The Court of Session has held that a liquidator of a company being wound up in Scotland may abandon both heritable property and statutory licences. Affected creditors will have the right to submit a claim in the liquidation process. In the absence of that creditor holding security, the claim will rank as an unsecured claim.
As insolvency practitioners will be well aware, the terms of s178 of the Insolvency Act 1986 (the “Act”) permit a liquidator of a company being wound up in England and Wales to disclaim onerous property but the statute confers no equivalent statutory rights for a liquidator of a company being wound up in Scotland. Until now, it has not been clear whether the liquidator of a company being wound up in Scotland, who enjoys under statute the same rights as a trustee of a bankrupt estate (including the ability to abandon pre-insolvency contracts of the debtor) also has the right to abandon heritable property and statutory licences.
Given the ambiguity, and the particular nature of Scottish Coal’s heritable assets and statutory licences, the joint liquidators of the Scottish Coal Company Limited (the "Company") sought (amongst others) the following directions from the Court:
- Whether the liquidators had the power to abandon property owned by the Company; and
- Whether the liquidators had the power to disclaim the Company's statutory licences, absolving the liquidators of the responsibility to pay for costs of compliance with the licences.
It was held that a liquidator may abandon property owned by a company. The Court was of the view that a trustee of a bankrupt estate may disclaim a contract creating property rights and this was extended to allow the abandonment of the property itself.
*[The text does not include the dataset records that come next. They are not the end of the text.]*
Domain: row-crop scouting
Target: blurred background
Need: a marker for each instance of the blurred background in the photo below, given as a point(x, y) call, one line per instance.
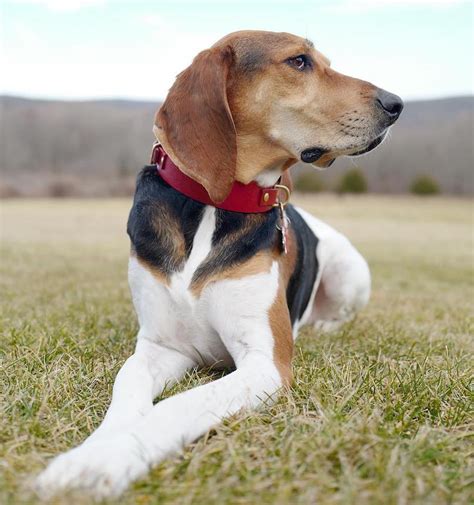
point(81, 80)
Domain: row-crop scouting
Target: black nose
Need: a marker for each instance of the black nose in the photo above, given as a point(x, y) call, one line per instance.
point(390, 103)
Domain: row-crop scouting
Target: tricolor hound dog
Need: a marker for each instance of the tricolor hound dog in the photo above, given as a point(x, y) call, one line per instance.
point(221, 279)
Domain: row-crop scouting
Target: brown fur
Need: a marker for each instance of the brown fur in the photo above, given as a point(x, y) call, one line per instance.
point(196, 111)
point(219, 120)
point(226, 118)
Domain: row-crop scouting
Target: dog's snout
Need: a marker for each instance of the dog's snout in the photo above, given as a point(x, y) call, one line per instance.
point(390, 103)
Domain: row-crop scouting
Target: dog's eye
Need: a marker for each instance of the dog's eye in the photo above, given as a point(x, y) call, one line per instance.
point(300, 62)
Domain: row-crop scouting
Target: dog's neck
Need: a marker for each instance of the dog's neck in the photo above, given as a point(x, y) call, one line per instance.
point(260, 161)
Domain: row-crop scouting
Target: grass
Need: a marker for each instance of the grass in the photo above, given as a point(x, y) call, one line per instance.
point(381, 412)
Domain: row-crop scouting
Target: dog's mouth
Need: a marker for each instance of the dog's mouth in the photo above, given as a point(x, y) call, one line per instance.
point(371, 146)
point(323, 158)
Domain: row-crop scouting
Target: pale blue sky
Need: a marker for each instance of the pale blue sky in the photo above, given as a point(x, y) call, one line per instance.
point(133, 49)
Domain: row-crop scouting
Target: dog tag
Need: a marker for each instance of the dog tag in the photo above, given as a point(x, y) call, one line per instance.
point(283, 227)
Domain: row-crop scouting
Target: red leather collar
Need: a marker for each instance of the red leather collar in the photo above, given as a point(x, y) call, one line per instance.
point(246, 198)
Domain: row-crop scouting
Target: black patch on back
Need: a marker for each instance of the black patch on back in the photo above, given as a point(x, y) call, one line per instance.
point(159, 212)
point(301, 284)
point(149, 227)
point(237, 238)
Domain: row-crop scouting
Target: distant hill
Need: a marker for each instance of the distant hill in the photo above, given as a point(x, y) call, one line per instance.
point(96, 148)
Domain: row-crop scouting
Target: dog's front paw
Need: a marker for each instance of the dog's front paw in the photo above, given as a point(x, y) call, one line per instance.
point(101, 469)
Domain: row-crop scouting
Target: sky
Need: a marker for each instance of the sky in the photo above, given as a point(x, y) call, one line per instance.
point(84, 49)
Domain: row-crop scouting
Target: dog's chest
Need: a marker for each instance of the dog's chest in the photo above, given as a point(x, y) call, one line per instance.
point(170, 312)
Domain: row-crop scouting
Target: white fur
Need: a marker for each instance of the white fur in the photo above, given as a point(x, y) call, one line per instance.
point(227, 324)
point(343, 284)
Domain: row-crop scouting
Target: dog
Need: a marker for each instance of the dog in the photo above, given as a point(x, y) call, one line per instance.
point(223, 272)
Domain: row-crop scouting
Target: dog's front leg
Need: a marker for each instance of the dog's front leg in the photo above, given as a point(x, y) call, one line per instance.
point(106, 468)
point(141, 379)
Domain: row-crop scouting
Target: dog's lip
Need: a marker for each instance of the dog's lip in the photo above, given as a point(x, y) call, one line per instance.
point(312, 154)
point(372, 145)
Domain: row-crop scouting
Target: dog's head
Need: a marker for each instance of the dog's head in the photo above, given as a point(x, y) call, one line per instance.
point(257, 102)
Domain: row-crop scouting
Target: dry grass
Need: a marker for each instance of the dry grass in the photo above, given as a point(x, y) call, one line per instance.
point(380, 413)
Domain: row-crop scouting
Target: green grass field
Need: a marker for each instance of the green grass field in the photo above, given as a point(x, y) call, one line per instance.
point(381, 412)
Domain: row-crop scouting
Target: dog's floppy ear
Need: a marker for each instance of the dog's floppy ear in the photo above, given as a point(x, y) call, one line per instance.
point(195, 123)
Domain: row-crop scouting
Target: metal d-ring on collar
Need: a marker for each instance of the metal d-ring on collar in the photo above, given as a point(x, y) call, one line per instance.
point(287, 192)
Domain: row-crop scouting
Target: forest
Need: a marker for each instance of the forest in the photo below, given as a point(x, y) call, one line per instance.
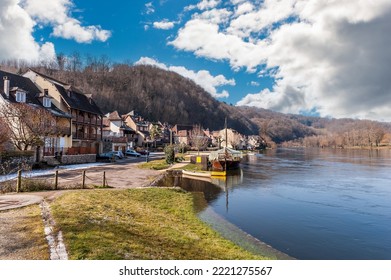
point(160, 95)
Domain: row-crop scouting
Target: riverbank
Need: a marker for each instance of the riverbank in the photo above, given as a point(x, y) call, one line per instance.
point(151, 223)
point(127, 222)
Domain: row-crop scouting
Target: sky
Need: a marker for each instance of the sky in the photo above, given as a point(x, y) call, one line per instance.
point(329, 58)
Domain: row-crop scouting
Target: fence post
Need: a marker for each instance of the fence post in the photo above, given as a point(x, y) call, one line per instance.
point(19, 181)
point(56, 180)
point(84, 179)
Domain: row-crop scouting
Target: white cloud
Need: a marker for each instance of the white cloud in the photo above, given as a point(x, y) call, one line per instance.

The effect of s169 (which gives a Scottish liquidator the same rights as a trustee in sequestration) is that this right of abandonment also extends to a liquidator, subject to compliance with any statutory regime.
It was held that a liquidator may also disclaim statutory licences. The effect of the disclaimer is that the Company’s obligation to meet the costs of compliance with the statutory licences will fall away, subject to the affected creditor’s right to prove for their loss in the liquidation. This means that the compliance costs that would otherwise arise will not rank ahead of the liquidator’s own costs.
The decision confirms that the powers of a liquidator of a company being wound up in Scotland to abandon onerous property are largely in line with the statutory position that applies in England under s178 of the Act. The decision will facilitate the appointment of liquidators to companies with extensive liabilities, for the purposes of managing those liabilities for the benefit of the company’s creditors as a whole. Had the Court found that the liquidator had no right to abandon property and statutory licences, and that the ongoing costs of compliance would rank as an expense of the liquidation (ahead of the costs of the liquidator), it is foreseeable that insolvency practitioners would be loath to be appointed as liquidators to companies with onerous liabilities of a similar nature.The flip side is that, in abandoning onerous liabilities, the associated costs will revert to those creditors or other third parties. In the case of the Company, the remaining assets of the Company will not be applied to meet the remediation obligations that arise under the statutory licenses, leaving the costs to fall to the public purse.
This is a verbal decision issued by the Court on 11 July 2013. The written decision is expected shortly, and we will issue another update at that time.